He is not bluffing. He takes a liking to Garber, and refuses to speak to anyone else, including experienced police negotiator Camonetti (John Turturro). Garber explains that he is just an ordinary guy, a cog in the machine, if you will, but perhaps that is why Ryder finds him appealing. Garber is facing suspension on the suspicion that he took a bribe. The Mayor (James Gandolfini) inserts himself into the situation, concerned with his upcoming retirement and perhaps not wanting his term to end in disgrace, with a mass murder of his citizens.
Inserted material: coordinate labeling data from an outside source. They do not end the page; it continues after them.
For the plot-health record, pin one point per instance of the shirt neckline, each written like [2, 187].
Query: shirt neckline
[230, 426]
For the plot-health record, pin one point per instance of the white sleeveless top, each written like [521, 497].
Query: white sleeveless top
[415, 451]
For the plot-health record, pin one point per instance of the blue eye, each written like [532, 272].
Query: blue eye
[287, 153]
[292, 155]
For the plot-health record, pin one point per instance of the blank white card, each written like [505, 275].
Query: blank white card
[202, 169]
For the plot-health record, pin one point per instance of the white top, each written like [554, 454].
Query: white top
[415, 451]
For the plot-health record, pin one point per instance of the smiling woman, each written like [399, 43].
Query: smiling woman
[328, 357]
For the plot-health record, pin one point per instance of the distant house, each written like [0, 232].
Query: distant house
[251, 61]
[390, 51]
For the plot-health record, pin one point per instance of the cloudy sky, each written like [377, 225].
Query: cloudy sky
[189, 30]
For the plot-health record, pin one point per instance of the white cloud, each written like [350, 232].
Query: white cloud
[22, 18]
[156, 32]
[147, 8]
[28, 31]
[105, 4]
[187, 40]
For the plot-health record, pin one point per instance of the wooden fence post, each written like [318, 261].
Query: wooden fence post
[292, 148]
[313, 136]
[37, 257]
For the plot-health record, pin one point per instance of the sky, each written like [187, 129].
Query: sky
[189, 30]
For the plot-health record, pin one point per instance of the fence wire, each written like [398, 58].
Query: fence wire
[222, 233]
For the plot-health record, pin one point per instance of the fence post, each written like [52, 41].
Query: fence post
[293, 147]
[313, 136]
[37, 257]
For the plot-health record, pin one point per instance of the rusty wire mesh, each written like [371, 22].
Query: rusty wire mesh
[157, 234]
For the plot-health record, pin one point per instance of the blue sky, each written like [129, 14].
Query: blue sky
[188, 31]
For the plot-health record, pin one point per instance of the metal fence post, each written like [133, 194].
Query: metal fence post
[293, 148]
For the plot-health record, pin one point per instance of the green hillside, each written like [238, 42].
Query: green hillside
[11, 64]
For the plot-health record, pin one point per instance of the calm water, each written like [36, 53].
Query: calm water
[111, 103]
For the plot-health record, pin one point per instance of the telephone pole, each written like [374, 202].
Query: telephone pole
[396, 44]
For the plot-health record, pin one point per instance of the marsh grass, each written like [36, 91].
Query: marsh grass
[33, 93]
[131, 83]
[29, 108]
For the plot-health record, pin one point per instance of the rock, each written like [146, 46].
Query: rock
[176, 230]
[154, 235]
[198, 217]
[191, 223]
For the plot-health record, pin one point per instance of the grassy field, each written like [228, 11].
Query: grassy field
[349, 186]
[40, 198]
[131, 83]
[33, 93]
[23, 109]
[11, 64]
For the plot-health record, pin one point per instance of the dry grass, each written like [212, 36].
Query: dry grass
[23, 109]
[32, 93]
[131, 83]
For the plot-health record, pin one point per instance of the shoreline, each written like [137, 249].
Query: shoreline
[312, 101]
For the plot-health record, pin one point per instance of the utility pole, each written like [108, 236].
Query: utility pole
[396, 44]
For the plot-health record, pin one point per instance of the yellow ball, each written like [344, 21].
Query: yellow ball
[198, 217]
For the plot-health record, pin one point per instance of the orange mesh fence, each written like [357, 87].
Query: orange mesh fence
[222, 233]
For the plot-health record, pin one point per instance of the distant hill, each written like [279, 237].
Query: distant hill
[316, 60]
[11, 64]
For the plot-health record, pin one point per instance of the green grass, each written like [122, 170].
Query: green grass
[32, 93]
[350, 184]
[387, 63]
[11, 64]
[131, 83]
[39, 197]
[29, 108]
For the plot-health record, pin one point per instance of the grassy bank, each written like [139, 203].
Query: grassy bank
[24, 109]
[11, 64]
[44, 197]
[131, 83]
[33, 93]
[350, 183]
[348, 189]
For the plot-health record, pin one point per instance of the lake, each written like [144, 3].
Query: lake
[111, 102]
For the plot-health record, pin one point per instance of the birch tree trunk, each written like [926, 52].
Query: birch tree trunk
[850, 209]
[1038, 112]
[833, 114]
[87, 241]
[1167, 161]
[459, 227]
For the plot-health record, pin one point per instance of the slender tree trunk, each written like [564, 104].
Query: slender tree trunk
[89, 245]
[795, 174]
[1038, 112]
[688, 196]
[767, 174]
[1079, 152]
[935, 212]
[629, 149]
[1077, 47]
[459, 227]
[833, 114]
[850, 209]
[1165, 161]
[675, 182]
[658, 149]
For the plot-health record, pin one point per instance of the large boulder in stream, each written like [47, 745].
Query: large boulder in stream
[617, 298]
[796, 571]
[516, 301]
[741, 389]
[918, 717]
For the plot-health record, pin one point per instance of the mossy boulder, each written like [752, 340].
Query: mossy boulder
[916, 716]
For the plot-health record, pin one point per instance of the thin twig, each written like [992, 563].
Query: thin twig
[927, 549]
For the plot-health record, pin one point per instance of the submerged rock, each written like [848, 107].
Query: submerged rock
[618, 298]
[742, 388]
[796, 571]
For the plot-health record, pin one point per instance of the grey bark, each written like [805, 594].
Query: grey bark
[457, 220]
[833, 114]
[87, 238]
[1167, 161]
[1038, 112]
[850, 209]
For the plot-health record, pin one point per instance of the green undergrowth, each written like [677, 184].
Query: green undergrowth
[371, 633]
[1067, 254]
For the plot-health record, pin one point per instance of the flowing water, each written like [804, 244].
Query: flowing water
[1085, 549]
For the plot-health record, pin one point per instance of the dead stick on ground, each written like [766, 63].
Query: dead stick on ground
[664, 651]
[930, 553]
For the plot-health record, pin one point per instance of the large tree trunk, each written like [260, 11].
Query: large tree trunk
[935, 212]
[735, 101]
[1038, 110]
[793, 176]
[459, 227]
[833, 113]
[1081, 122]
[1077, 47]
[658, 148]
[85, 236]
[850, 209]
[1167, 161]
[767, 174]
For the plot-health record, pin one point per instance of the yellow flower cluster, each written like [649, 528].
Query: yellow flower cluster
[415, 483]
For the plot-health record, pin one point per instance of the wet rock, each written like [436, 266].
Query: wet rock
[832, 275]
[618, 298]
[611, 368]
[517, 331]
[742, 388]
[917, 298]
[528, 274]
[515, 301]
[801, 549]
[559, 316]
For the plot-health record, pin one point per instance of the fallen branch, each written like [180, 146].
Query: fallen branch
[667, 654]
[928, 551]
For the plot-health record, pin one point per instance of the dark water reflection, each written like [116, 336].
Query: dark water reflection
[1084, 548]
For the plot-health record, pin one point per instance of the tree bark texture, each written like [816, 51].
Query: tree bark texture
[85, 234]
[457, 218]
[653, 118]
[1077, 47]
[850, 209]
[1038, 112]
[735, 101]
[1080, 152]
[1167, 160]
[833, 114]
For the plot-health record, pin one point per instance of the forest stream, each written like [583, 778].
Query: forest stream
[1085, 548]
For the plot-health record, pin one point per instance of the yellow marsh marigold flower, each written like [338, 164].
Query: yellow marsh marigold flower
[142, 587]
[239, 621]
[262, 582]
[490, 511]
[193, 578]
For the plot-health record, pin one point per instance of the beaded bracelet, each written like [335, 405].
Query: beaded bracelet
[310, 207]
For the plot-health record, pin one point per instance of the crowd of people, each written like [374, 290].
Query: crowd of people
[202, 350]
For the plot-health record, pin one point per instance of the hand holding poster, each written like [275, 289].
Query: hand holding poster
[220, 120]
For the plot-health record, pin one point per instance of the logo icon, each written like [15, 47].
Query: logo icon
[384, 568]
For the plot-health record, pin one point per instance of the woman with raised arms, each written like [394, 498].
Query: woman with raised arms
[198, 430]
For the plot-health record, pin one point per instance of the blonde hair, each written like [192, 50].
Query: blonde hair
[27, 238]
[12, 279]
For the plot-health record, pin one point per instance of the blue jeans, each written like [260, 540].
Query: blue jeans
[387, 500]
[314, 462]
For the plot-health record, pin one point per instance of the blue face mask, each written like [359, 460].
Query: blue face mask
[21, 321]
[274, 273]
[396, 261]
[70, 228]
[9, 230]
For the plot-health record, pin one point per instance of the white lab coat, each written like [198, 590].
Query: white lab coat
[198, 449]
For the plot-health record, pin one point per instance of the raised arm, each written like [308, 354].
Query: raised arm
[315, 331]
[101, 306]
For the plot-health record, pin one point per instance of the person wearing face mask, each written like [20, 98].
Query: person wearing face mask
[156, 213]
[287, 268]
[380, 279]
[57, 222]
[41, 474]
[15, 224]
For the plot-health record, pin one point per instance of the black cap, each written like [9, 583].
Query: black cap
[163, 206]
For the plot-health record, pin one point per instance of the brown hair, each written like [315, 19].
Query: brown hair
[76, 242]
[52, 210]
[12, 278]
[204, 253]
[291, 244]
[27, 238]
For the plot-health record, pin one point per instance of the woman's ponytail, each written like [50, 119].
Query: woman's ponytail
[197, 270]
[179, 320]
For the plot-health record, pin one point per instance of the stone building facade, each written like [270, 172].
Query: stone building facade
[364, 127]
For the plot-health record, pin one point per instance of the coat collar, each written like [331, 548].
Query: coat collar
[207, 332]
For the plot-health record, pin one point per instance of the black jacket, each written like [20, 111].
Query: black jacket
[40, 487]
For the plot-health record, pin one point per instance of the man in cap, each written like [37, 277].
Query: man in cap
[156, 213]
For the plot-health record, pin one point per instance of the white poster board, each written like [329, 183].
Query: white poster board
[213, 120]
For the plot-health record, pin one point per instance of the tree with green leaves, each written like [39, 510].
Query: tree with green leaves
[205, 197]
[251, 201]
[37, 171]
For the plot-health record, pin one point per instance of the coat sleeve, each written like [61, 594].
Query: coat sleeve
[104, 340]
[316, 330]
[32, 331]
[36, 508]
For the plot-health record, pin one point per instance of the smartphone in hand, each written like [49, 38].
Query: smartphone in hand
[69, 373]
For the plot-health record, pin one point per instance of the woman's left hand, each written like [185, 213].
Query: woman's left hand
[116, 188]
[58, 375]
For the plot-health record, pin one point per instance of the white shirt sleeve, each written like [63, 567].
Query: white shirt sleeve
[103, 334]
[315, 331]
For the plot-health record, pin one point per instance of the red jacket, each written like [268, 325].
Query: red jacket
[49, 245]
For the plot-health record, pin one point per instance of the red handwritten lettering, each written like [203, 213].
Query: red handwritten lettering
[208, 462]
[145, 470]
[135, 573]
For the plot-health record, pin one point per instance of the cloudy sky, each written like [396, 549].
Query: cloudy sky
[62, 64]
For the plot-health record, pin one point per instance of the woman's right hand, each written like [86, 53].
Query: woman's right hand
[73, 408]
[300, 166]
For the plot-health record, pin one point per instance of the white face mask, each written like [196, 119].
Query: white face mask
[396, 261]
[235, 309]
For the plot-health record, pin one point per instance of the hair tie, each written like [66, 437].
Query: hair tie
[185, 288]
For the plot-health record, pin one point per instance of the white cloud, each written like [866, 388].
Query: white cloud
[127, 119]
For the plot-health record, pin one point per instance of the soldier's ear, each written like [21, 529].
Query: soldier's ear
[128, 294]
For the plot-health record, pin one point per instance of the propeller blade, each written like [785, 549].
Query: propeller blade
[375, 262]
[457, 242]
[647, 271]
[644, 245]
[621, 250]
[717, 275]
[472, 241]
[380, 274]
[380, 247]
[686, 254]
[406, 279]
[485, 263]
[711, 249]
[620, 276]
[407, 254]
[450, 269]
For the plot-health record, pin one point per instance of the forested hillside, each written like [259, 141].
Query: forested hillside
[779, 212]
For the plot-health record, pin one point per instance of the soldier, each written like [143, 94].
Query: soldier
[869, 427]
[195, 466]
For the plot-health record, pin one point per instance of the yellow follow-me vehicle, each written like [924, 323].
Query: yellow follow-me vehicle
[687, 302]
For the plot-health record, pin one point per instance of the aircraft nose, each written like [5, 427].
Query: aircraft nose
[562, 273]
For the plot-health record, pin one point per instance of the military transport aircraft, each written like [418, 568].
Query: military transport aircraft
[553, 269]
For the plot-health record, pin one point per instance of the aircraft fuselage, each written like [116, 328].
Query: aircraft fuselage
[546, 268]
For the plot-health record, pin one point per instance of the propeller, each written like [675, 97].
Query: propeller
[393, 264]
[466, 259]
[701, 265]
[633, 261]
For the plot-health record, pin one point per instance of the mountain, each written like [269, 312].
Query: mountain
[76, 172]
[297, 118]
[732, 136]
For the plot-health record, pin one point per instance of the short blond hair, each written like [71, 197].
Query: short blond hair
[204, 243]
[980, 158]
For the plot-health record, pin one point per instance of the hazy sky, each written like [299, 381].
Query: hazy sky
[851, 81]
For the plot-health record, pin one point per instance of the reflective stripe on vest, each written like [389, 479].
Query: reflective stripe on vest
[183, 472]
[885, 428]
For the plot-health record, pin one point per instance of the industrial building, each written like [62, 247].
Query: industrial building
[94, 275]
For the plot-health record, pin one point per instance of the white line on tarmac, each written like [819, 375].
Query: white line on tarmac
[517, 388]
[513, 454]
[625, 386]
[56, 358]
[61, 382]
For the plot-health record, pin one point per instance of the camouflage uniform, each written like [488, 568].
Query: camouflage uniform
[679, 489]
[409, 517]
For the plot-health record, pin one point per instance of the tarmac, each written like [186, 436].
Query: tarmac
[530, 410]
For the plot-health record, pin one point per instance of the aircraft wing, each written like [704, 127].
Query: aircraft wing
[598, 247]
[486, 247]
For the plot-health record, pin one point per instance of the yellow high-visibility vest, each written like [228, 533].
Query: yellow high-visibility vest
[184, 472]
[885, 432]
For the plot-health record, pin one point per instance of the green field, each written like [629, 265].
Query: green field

You can compare this to Die Hard and Speed; in Die Hard, there was the relationship between Bruce Willis and Reginald VelJohnson, in Speed, Keanu Reeves and Dennis Hopper. There is hardly any setup to speak of; we are plunged immediately into Ryder's scheme, and we do not learn much about his background, except what he reveals to Garber. Garber is a more fully-fleshed out character, played convincingly by Washington. Garber has been placed in a scenario where he gets a chance to do something heroic, to atone for his past mistakes, since the bribe allegations are likely true and have tarnished his career.

Garber possess no extraordinary talents; he is not trained to deal with people like Ryder, but he can nonetheless make a difference, and emerges as the only person who can thwart disaster. Camonetti is initially distrustful of Walter, and thinks he is out of league, and there is also friction between Walter and his boss, John Johnson (Michael Rispoli). On the other hand, there is no discord at all in Ryder's gang; his three subordinates follow his commands, and never contest his authority. Travolta makes for an interesting, menacing villain, but he is not as memorable here as he was in Face Off. He still has fun with the role, though.

Gandolfini and Turturro are excellent. Contrived final act is intended to morph Walter into an action hero; this segment is out of sync with everything that precedes it, but it is not an insurmountable flaw. Washington sells it, despite his Walter being visibly out-of-shape, and thus not able to carry out physically demanding feats of speed and agility. The original is still superior, but, this is still an effective update.